We run the Automation Engine server on two nodes, and start it via the Service Manager. The processes started are:
- 60 work processes (30 per node)
- 10 communications processes (5 per node)
- 10 Java work processes (5 per node)
- 2 Java communications processes (1 per node)
Traditionally we have run odd-numbered AE server processes on
Node A of the cluster, and even-numbered ones on
Node B. We have tried to start server processes in such a way that the process names assigned by the PWP are the same as the names in the Service Manager GUI. This aids troubleshooting because processes appear
in order in the Service Manager GUI. Where there are a large number of AE server processes, this is actually important. How do we ensure that the names line up? We use WAIT statements in the
SMC files to ensure that each process already has its name assigned before the next process starts.
We have noticed that the speed at which process names are assigned depends greatly on the process type & the level of server activity:
- Primary work process: 1-3 minutes
- Work processes: 20-60 seconds.
- Communications processes: 5-15 seconds
- Java work processes: 2-5 seconds
- Java communications processes: 2-5 seconds
We start the processes in this order:
- Start the first WP (the PWP). Wait 10 seconds.
- Start 1 CP. Wait 10 seconds.
- Start several more WPs, with a 10-second delay after each one.
- Start the remainder of the CPs, with 10-second delay after each one.
- Start the remainder of the WPs, with 10-second delay after each one.
- Wait 2 minutes to give all the WPs sufficient time to have their names assigned.

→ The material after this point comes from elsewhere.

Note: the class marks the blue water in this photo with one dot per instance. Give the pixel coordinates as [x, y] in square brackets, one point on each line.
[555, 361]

- Start the JWPs, with a 5-second delay after each one.
- Start the JCP.
The goal has been to find a good balance between getting the server up & running quickly, and making operations & troubleshooting easier. This approach has worked pretty well, and the process names assigned by the PWP have
usually matched up with the name and order of processes in the Service Manager GUI. This approach does present some problems though:
- LDAP logins do not work until at least one JWP is up and running.
- REST API calls do not work until at least one JCP is up and running.
Moreover, starting with v12.3, we have found that our approach no longer works
at all. AE v12.3 introduced some
significant changes to the structure of the
ucsrv.ini file.
“All process numbers assigned reflect the order in which the respective process starts.”
More correctly, AE v12.3 server processes are named based only on the
process type and the
order in which the processes start. It is no longer possible to influence the assignment
process names (e.g., WP1, CP5) using options in the ucsrv.ini file. Because of this change, the convention of starting odd-numbered AE server processes on
Node A of the cluster, and even-numbered ones on
Node B, is no longer viable.
This raises several questions:
Q1: Is there any way in v12.3 to restrict the process names assigned on each node?
Q2: Is there any way in v12.3 to ensure that the process names assigned by the AE line up with the names/order in the Service Manager GUI?
Q3: Is there a recommended order for starting AE server processes?